So through new security guidelines that will influence what computers the federal government buys in the future, NIST is setting standards that require authentication of BIOS update mechanisms.
Just this week NIST put out for public comment its proposed federal standard, "BIOS Protection Guidelines for Servers," with comment sought through mid-September. The intent is to stop any cyberattack related to "unauthorized modification of BIOS firmware by malicious software."
The NIST document basically says government buyers of servers in the future -- whether these are basic servers, managed servers or blade servers -- will be checking to see if gear they are thinking of getting has any way to "authenticate BIOS update mechanism," "secure local update mechanisms," and if there's "firmware integrity protection" and "non-bypassability features."
Encryption-based digital signatures and public-key certificates, among other techniques, are viewed as means of creating these security controls, but NIST isn't dictating specific processes, according to Regenscheid.
He says the concern is that manufacturers haven't uniformly applied strong security controls over BIOS in the past. This may be because BIOS updates tend to occur far less often than other kinds of computer software updates. But with the malware threat growing, it's time to focus on the BIOS, Regenscheid points out.

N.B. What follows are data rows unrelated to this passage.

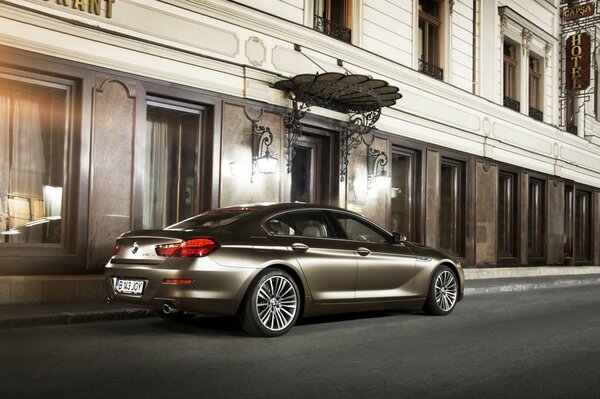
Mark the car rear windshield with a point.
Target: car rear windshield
(213, 219)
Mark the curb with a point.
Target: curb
(538, 284)
(76, 317)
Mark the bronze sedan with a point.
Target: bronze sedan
(270, 264)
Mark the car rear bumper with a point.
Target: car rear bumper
(213, 290)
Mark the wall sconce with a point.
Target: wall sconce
(263, 160)
(376, 161)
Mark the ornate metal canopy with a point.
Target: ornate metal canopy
(359, 96)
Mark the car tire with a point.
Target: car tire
(271, 305)
(443, 292)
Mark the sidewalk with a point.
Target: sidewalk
(478, 282)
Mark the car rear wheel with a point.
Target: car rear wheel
(271, 305)
(443, 292)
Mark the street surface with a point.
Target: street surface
(532, 344)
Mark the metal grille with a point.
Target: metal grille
(431, 69)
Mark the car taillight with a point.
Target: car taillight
(192, 248)
(178, 281)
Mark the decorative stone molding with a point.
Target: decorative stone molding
(255, 51)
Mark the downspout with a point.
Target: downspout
(474, 77)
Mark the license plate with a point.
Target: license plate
(134, 287)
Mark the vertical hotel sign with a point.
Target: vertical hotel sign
(578, 61)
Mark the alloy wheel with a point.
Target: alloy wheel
(276, 303)
(446, 290)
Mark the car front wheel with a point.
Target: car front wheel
(271, 306)
(443, 292)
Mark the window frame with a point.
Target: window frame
(536, 78)
(510, 76)
(427, 63)
(325, 24)
(511, 218)
(72, 147)
(536, 221)
(414, 183)
(458, 225)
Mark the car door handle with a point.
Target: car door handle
(298, 247)
(362, 251)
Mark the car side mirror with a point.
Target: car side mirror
(399, 238)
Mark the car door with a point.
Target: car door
(329, 265)
(386, 270)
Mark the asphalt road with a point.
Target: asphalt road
(532, 344)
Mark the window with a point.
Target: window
(571, 114)
(536, 218)
(452, 207)
(535, 89)
(35, 121)
(404, 191)
(308, 224)
(429, 38)
(507, 215)
(357, 230)
(583, 226)
(303, 174)
(510, 76)
(313, 174)
(170, 183)
(568, 233)
(333, 17)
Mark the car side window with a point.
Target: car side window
(280, 226)
(358, 230)
(310, 224)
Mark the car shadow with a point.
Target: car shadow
(222, 325)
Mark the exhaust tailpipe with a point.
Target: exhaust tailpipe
(169, 308)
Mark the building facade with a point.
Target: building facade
(123, 114)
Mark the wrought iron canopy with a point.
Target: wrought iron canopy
(359, 96)
(349, 94)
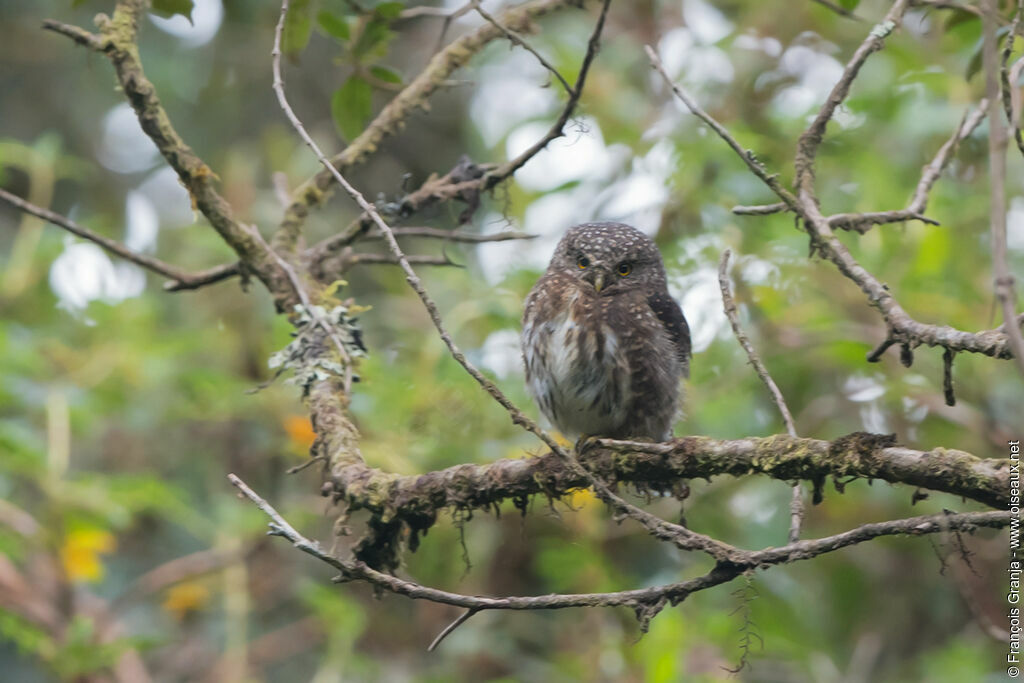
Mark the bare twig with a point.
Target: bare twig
(842, 11)
(797, 503)
(901, 328)
(118, 40)
(1005, 284)
(808, 145)
(676, 534)
(354, 258)
(209, 276)
(391, 119)
(757, 168)
(518, 40)
(760, 209)
(730, 311)
(1009, 77)
(675, 593)
(945, 4)
(557, 129)
(462, 619)
(453, 236)
(931, 173)
(177, 275)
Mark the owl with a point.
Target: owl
(604, 344)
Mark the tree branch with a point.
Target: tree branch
(645, 601)
(901, 328)
(1004, 281)
(391, 119)
(118, 40)
(417, 500)
(797, 502)
(518, 40)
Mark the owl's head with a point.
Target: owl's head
(610, 257)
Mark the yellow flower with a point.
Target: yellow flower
(81, 550)
(185, 597)
(300, 431)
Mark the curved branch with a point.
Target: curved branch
(316, 189)
(418, 499)
(118, 39)
(645, 601)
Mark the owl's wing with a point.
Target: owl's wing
(672, 318)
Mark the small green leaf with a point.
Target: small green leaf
(351, 107)
(373, 41)
(298, 27)
(333, 25)
(389, 10)
(172, 7)
(975, 63)
(385, 74)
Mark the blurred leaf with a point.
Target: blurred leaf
(28, 638)
(957, 16)
(333, 25)
(351, 107)
(389, 10)
(172, 7)
(385, 74)
(372, 43)
(80, 653)
(975, 62)
(298, 27)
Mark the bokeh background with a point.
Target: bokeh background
(122, 408)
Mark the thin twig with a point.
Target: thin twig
(556, 130)
(202, 279)
(1008, 81)
(1004, 281)
(760, 209)
(749, 158)
(435, 74)
(930, 174)
(462, 619)
(118, 39)
(722, 572)
(354, 258)
(842, 11)
(729, 304)
(676, 534)
(901, 327)
(452, 236)
(518, 40)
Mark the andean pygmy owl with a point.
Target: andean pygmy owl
(603, 342)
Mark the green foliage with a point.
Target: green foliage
(298, 27)
(333, 25)
(122, 419)
(172, 7)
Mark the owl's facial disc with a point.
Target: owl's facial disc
(598, 275)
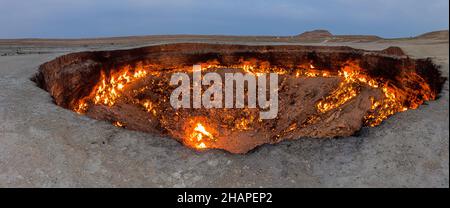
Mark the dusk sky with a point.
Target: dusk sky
(88, 18)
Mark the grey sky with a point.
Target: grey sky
(89, 18)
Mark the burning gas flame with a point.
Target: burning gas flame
(109, 90)
(111, 87)
(199, 136)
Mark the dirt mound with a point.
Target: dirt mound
(323, 91)
(437, 35)
(315, 34)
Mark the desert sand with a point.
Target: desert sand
(45, 145)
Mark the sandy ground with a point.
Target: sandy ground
(44, 145)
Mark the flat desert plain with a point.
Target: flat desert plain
(44, 145)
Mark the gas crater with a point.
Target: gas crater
(323, 91)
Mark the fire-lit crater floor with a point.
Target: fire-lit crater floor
(45, 145)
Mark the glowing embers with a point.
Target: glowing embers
(109, 89)
(143, 93)
(199, 135)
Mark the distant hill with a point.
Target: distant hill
(438, 35)
(315, 34)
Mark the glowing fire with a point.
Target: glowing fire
(111, 87)
(109, 90)
(199, 136)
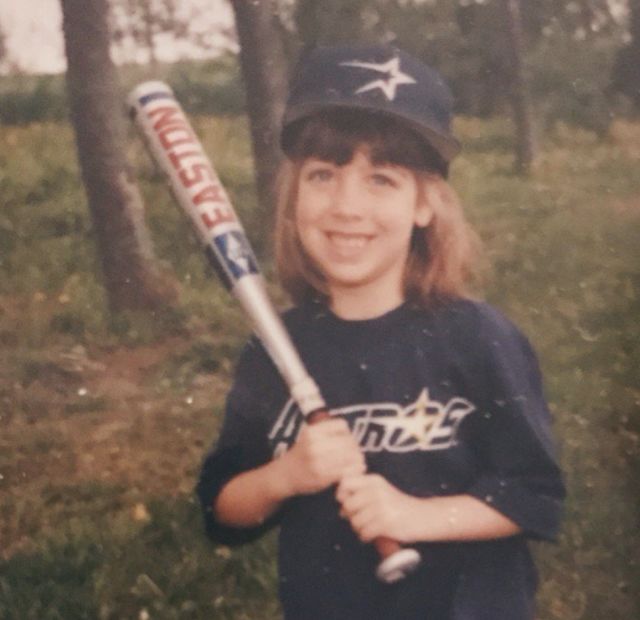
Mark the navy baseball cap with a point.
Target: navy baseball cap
(377, 78)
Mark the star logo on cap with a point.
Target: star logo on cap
(393, 76)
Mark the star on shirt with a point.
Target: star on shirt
(394, 77)
(419, 422)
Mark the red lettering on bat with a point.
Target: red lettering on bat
(176, 157)
(190, 176)
(210, 193)
(176, 135)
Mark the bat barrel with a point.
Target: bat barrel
(197, 188)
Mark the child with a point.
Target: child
(439, 436)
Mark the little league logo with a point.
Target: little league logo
(234, 250)
(423, 425)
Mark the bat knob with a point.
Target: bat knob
(398, 565)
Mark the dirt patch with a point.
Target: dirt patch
(101, 418)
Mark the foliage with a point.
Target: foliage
(207, 86)
(96, 514)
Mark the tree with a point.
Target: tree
(132, 279)
(625, 75)
(518, 86)
(264, 71)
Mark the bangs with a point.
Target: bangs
(335, 135)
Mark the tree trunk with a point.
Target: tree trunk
(132, 279)
(519, 87)
(264, 71)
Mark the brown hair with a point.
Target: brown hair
(444, 257)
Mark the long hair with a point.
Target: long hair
(443, 260)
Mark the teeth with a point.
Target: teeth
(348, 241)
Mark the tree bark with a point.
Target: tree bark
(131, 276)
(264, 71)
(519, 87)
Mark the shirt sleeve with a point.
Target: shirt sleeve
(242, 444)
(511, 435)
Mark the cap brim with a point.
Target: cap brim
(446, 146)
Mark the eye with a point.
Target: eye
(383, 180)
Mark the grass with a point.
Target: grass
(105, 419)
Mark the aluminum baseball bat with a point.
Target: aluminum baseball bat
(176, 149)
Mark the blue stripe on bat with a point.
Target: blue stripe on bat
(234, 249)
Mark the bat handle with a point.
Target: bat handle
(396, 561)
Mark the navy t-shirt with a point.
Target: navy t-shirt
(443, 401)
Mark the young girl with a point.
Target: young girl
(439, 434)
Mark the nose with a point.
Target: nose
(348, 199)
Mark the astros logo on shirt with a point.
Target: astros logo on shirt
(425, 424)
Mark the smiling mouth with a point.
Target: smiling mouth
(347, 241)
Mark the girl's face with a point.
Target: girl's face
(355, 223)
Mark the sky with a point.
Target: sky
(33, 30)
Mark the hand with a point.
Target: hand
(323, 454)
(374, 507)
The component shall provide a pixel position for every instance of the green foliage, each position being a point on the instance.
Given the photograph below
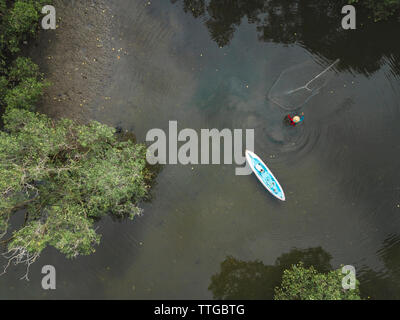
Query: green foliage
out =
(21, 83)
(254, 280)
(65, 176)
(25, 95)
(300, 283)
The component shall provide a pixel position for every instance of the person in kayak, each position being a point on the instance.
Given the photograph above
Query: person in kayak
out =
(259, 168)
(295, 120)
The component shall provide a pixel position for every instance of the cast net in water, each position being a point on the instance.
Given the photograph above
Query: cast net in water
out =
(297, 85)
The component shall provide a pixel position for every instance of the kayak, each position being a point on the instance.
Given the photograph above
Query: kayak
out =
(265, 175)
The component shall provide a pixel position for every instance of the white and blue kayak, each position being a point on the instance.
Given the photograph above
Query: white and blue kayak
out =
(265, 175)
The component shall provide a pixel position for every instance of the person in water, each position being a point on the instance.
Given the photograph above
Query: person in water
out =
(295, 120)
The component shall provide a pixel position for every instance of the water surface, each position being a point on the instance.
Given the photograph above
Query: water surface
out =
(214, 69)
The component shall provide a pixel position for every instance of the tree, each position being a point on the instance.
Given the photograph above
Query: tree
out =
(300, 283)
(254, 280)
(64, 177)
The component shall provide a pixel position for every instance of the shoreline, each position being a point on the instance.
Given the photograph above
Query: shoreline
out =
(77, 58)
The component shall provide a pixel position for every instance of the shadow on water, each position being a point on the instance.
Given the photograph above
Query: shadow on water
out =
(313, 24)
(253, 280)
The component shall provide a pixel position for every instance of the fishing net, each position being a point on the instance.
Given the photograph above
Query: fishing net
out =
(297, 85)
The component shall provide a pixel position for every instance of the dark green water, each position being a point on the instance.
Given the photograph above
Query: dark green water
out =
(214, 69)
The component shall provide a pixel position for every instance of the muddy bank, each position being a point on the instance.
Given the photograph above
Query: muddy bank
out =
(77, 58)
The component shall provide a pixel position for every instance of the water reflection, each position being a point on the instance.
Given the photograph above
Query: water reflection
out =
(384, 284)
(255, 280)
(314, 24)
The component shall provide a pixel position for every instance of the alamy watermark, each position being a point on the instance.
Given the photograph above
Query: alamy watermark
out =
(196, 150)
(49, 20)
(49, 280)
(349, 280)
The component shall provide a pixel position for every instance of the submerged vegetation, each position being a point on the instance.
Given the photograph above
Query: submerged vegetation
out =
(300, 283)
(297, 275)
(60, 176)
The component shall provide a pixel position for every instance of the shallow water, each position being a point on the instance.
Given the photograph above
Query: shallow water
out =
(339, 169)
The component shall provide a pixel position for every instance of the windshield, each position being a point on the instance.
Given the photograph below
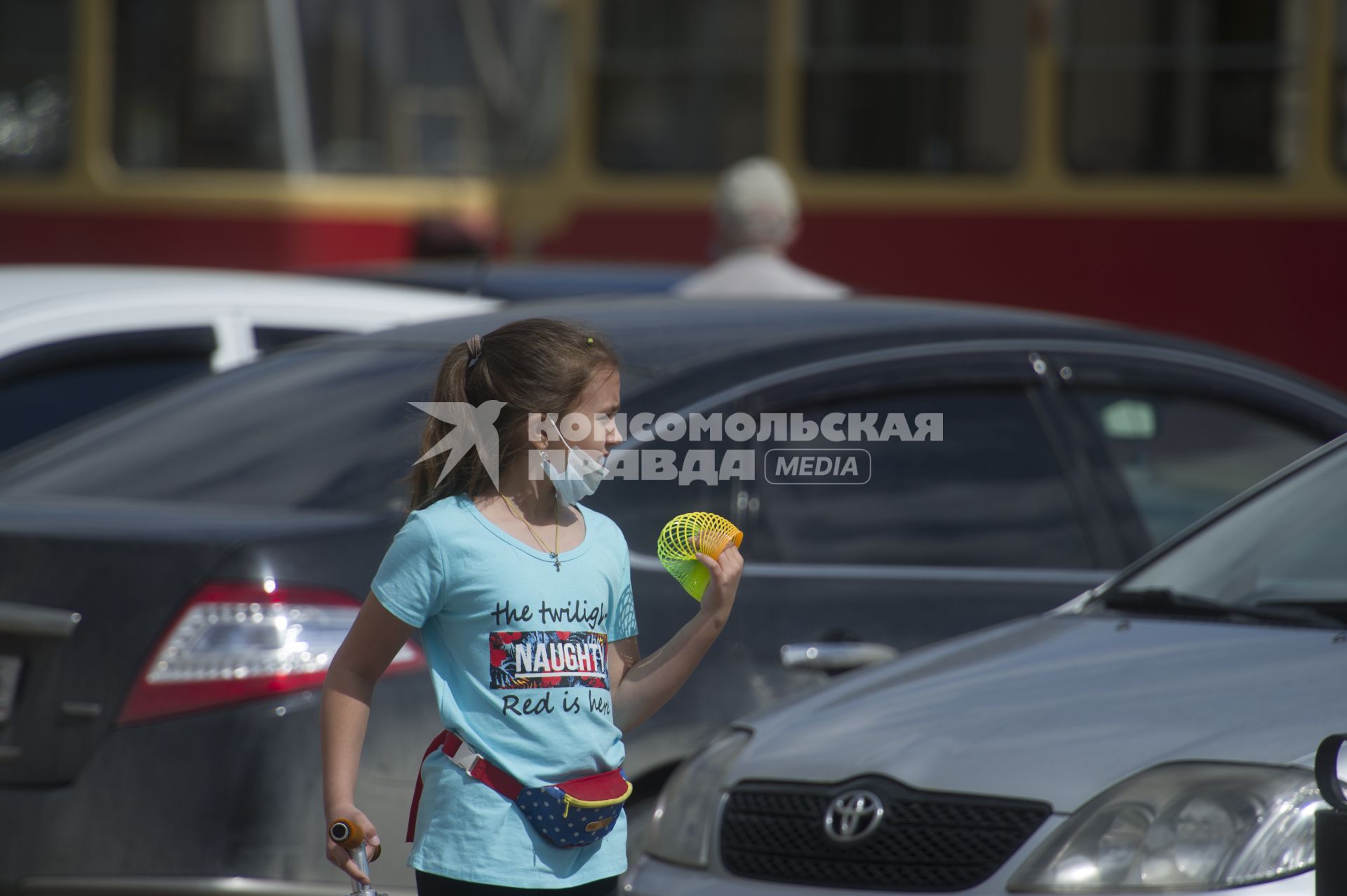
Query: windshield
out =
(303, 429)
(1282, 547)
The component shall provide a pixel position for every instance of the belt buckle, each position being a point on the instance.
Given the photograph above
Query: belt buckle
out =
(465, 758)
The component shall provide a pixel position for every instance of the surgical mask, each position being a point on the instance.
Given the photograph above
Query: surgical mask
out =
(581, 479)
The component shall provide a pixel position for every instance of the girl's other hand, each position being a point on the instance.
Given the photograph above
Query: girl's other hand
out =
(337, 853)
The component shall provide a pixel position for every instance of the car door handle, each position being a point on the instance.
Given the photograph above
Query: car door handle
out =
(834, 657)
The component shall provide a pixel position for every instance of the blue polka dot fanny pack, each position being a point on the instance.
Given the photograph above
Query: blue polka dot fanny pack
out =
(575, 813)
(579, 811)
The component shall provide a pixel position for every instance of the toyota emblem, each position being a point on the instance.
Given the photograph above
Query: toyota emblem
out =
(853, 817)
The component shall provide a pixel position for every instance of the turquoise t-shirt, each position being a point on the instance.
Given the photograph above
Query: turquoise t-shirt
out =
(518, 657)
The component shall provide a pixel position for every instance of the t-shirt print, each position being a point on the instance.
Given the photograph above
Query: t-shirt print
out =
(549, 659)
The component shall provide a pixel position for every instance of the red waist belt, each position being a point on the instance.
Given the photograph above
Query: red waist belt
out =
(471, 761)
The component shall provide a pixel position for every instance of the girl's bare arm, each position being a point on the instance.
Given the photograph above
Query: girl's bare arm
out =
(372, 643)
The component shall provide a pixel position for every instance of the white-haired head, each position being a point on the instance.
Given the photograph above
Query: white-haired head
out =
(756, 205)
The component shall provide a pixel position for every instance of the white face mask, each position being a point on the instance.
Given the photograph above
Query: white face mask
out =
(581, 479)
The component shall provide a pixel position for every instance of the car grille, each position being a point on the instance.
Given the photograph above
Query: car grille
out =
(925, 843)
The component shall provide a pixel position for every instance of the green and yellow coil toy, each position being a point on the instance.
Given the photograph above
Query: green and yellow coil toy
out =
(688, 534)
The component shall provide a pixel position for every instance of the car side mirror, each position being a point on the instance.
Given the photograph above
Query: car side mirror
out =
(1330, 824)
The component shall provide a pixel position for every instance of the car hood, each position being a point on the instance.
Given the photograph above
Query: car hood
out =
(1061, 707)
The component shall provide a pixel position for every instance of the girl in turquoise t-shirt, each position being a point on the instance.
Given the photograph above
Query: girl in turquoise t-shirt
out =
(523, 599)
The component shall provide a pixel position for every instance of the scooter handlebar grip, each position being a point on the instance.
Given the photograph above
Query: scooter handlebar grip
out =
(347, 833)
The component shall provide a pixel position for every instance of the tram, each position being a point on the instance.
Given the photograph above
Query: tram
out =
(1167, 163)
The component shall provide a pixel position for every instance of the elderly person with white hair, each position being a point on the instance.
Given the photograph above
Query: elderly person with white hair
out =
(758, 216)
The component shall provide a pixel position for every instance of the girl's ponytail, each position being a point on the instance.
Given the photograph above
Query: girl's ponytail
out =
(532, 366)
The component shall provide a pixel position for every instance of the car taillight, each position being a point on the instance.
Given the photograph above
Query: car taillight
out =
(246, 641)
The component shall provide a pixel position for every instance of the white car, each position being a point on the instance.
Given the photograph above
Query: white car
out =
(76, 338)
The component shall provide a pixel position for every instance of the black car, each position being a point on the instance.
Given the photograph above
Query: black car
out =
(174, 578)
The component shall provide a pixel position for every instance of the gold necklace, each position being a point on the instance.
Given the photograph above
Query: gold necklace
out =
(556, 533)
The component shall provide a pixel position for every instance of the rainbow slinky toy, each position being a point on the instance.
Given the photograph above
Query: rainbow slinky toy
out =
(688, 534)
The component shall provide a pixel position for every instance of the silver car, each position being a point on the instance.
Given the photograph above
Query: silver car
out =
(1155, 735)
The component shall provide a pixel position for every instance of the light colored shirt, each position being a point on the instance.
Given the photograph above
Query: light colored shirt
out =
(758, 274)
(519, 663)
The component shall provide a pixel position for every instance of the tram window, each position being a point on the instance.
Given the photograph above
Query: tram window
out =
(394, 88)
(34, 84)
(1193, 86)
(194, 85)
(913, 85)
(681, 86)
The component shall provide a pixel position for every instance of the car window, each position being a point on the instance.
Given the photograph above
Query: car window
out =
(643, 503)
(991, 492)
(269, 338)
(53, 386)
(1183, 456)
(303, 429)
(1282, 546)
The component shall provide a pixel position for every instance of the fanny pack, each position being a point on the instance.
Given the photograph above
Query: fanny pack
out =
(575, 813)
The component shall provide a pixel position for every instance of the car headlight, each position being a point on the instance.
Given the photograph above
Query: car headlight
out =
(681, 829)
(1181, 827)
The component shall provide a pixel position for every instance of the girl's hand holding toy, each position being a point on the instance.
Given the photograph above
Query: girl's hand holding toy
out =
(701, 551)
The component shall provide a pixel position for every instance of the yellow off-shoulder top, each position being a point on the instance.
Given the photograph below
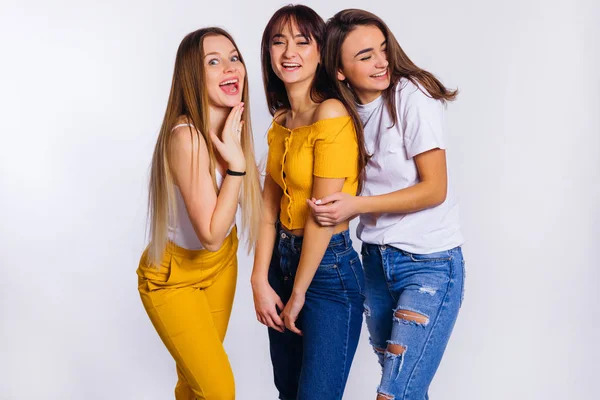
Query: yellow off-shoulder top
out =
(327, 148)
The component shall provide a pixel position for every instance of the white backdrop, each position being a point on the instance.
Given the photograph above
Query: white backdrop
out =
(83, 88)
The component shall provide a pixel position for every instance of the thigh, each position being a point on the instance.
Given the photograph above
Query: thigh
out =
(379, 302)
(183, 320)
(220, 297)
(331, 324)
(425, 314)
(285, 348)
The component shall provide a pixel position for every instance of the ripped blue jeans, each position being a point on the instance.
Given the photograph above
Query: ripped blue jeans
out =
(412, 302)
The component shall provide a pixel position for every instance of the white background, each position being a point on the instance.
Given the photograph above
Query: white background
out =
(83, 88)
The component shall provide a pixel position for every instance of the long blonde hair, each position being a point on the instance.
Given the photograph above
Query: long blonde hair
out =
(188, 97)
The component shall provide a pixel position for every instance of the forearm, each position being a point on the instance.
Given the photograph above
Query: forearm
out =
(263, 252)
(224, 214)
(315, 242)
(421, 196)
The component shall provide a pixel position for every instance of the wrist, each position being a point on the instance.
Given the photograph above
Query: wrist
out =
(360, 205)
(239, 166)
(298, 292)
(256, 281)
(236, 172)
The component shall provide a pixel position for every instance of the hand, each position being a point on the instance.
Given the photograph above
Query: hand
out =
(291, 311)
(229, 145)
(265, 301)
(333, 209)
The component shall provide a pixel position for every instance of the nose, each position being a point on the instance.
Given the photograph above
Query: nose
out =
(382, 61)
(289, 50)
(229, 67)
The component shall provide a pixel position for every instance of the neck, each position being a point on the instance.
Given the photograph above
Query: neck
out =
(299, 97)
(367, 96)
(217, 117)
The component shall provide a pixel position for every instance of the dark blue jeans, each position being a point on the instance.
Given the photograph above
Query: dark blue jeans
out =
(315, 366)
(400, 285)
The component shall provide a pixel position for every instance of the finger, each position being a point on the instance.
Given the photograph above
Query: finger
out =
(231, 117)
(325, 209)
(279, 303)
(311, 204)
(292, 327)
(241, 128)
(274, 325)
(217, 142)
(276, 320)
(328, 199)
(325, 222)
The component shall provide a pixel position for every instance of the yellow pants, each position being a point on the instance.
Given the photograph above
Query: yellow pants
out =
(189, 299)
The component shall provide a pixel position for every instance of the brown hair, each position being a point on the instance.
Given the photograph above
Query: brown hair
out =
(189, 98)
(325, 85)
(337, 29)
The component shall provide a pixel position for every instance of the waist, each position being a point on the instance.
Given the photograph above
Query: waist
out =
(340, 237)
(341, 227)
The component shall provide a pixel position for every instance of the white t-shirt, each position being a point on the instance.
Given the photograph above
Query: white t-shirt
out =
(182, 233)
(419, 128)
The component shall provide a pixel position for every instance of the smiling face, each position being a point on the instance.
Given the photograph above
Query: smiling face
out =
(224, 71)
(294, 57)
(364, 62)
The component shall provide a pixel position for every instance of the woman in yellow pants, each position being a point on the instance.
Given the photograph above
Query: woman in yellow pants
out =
(203, 165)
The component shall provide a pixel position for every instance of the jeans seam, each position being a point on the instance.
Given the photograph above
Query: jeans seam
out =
(433, 326)
(346, 340)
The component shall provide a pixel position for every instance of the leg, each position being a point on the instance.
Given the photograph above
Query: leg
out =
(183, 320)
(220, 297)
(422, 322)
(379, 303)
(285, 348)
(331, 324)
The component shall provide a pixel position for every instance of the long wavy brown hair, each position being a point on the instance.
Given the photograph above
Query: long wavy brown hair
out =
(188, 98)
(324, 85)
(400, 66)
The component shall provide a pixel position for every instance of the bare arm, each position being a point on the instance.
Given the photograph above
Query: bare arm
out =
(211, 215)
(429, 192)
(265, 298)
(266, 235)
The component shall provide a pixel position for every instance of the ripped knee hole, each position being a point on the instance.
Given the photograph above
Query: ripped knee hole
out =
(411, 316)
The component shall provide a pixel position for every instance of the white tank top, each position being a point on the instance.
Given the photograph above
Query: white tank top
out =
(183, 234)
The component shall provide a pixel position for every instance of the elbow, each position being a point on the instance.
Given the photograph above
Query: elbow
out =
(439, 197)
(212, 246)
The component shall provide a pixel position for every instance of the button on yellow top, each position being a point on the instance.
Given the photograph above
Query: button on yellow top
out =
(327, 149)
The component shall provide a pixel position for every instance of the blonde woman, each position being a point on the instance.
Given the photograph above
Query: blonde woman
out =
(203, 165)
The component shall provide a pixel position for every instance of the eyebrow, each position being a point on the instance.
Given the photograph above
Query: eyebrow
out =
(369, 49)
(216, 53)
(279, 35)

NIST already issued BIOS security standards for desktops and laptops in April 2011, and the Department of Homeland Security has told federal agencies to use them as a basis for purchasing laptops and desktops, starting this October. The U.S. Department of Defense has issued similar instructions, says Regenscheid. Manufacturers are aware of NIST's direction in all this and are responding. "Microsoft Windows 8 has BIOS protection for the desktop," he points out.
Security for server BIOS may be more complicated and call for support from OEM manufacturers such as Dell, HP and Lenovo. "We're proposing a tightly controlled update process," says Regenscheid. Proposed standards from NIST typically are approved and take effect within six months.